Ils arrivèrent vers seize heure en vue du quatrième totem. Howkan ne leur avait pas menti, il était véritablement bien plus grand que les autres. Il semblait relativement bien conservé et se tenait encore bien droit, planté dans la neige. Aidé par la remarquable lumière ambiante et l'expérience des trois précédentes interventions, Hector réalisé de nouveau une bonne série de clichés. Pendant ce temps, l'archéologue effectua un prélèvement de neige à proximité et un autre d'un fragment du totem. C'était la première fois qu'il en voyait un de prêt et il pu ainsi faire part à son collègue du fait qu'il connaissait la nature du matériaux qui constituait l'artefact. Pour en avoir déjà fréquemment manipulé dans le cadre de son travail, Emile avait reconnu du bois pétrifié. Selon lui ce type de transformation n'intervenait que dans des circonstances bien particulières et prenait plusieurs dizaines d'années à s'opérer. Etait-ce du fait qu'ils avaient pris la précautions de revêtir leur masques plus tôt, ou bien de l'absence totale de faune aux alentours, toujours est-il qu'aucune vision étrange ne vint les perturber. Soulagés d'avoir franchi cet obstacle sans encombres, les quatre cavaliers reprirent en toute hâte leur route vers Revelstoke.

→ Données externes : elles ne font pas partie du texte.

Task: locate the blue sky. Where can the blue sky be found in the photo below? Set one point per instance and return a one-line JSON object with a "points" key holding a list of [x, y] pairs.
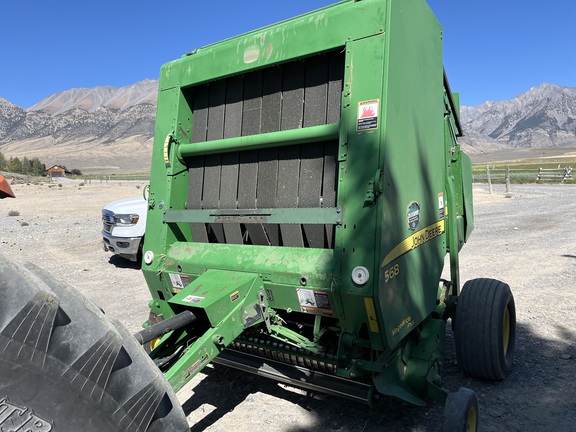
{"points": [[494, 50]]}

Cheminant silencieusement vers la vallée, c'est presque arrivé à destination qu'ils entendirent au loin une voix: "Les mains en l'air!". L'injonction, trop lointaine et indistincte pour leur être destinée, provenait d'une rivière coulant une centaine de mètre en contrebas. Ils mirent tous pied à terre et progressèrent prudemment, Kunkia en tête, jusqu'au cours d'eau. En arrivant ils entendirent des rires d'enfants et, écartant les buissons, ils virent deux garçons jouer avec des armes en bois.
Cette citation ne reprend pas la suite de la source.